Many Thanks, a short generell question. To deploy dig. beamforming we just multiply with a matrix (ZF- or MMSE-matrix). With known H, I can compute it.
When I now just want to minimize the interference to a special direction (alpha) and the second criterion is to max. the SNR in the transmit direction. How can I achieve that? Do I need a special multiplication matrix other than ZF and MMSE? I think we need alpha for the computation? How to put into the equation?
Can I do that with more directions alpha 1,....,n?
Thank you very much.
Hi! One way to achieve your goal is to treat the channel vector to the special direction as an additional user channel, and then generate the beamforming matrix using conventional theory. Then you just disregard the beamforming vector created for that special direction; the other beamforming vectors will be designed to limit the interference to that "special user".
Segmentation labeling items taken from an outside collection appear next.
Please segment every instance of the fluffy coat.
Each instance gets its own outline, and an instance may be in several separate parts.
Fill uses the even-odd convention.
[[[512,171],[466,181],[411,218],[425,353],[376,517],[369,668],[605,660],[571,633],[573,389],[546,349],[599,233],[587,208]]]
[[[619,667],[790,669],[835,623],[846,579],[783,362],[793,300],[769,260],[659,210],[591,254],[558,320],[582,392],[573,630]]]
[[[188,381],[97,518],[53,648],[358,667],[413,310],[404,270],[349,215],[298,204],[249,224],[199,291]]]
Another way to achieve zero interference in a particular direction with the vector a is to take your precoding matrix P that has been generated arbitrarily and replace it with (I-aa^H / ||a||^2) P. The first factor is a project matrix that ensures that the new precoding matrix is not putting any components in the a-direction.
@@WirelessFuture thanks, that is conceivable. When we have just the direction in degree (transmission to 0 deg. and interferer at 39 deg.), is there a possibility to do the same (no channel matrices)? Intuitively, I would say it must be possible. Thanks
@@manutauer Yes, if the channel vector a goes to the desired direction and the channel vector b goes to the interferer, then you can use the precoder p = (I-b*b^H/||b||^2)*a, where I is an identity matrix. You can verify that b^H*p = 0 because the expression within parentheses is a projection matrix that removes everything from the b-dimension. At the same time a^H p ≠ 0 (except if a and b are parallel vectors, so interference cannot be removed).
For the considered scenario, you can pick a and b as the array response vectors (a.k.a. steering vectors) for the considered angles.